Age-related macular degeneration (AMD) is the leading cause of irreversible central blindness in elderly populations of industrialized nations.
One of the strongest susceptibility genes for AMD is complement factor H (CFH); however, its impact on AMD pathobiology remains unresolved. As reported in the recently published paper in Proceedings of the National Academy of Sciences (PNAS), a new model of AMD has been identified.
Here, the effect of the principal AMD-risk–associated CFH variant (Y402H) on the development and progression of age-dependent AMD-like pathologies was determined in vivo. Transgenic mice expressing the full-length normal human CFH Y402 (CFH-Y/0) or the AMD-risk associated CFH H402 (CFH-H/H) variant on a Cfh knock-out background were aged to 90 weeks and switched from normal diet to a high fat, cholesterol-enriched (Western) diet for 8 weeks. The resulting phenotype was compared with age-matched controls maintained on a normal diet.
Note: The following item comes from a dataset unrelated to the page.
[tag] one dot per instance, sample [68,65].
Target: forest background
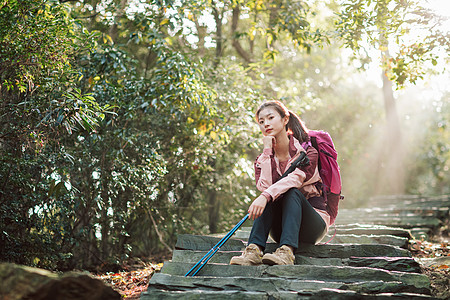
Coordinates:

Remarkably, an AMD-like phenotype consisting of vision loss, increased retinal pigmented epithelium (RPE) stress, and increased sub-RPE deposits was detected only in aged CFH-H/H mice following the Western diet. These changes were not observed in aged CFH-Y/0 mice or in younger (36- to 40-week-old) CFH mice of both genotypes fed either diet. Biochemical analyses of aged CFH mice after the Western diet revealed genotype-dependent changes in plasma and eyecup lipoproteins, but not complement activation, which correlated with the AMD-like symptoms in old CFH-H/H mice. Specifically, apolipoproteins B48 and A1 are elevated in the RPE/choroid of the aged CFH-H/H mice compared with age-matched control CFH-Y/0 fed a Western diet. Hence, we demonstrate a functional consequence of the Y402H polymorphism in vivo, which promotes AMD-like symptoms and affects lipoprotein levels in aged mice.
“These findings help explain why complement based therapies have failed to improve AMD and support targeting lipoproteins as a viable therapeutic strategy for treating AMD,” said Catherine Bowes Rickman, PhD professor of ophthalmology and corresponding author.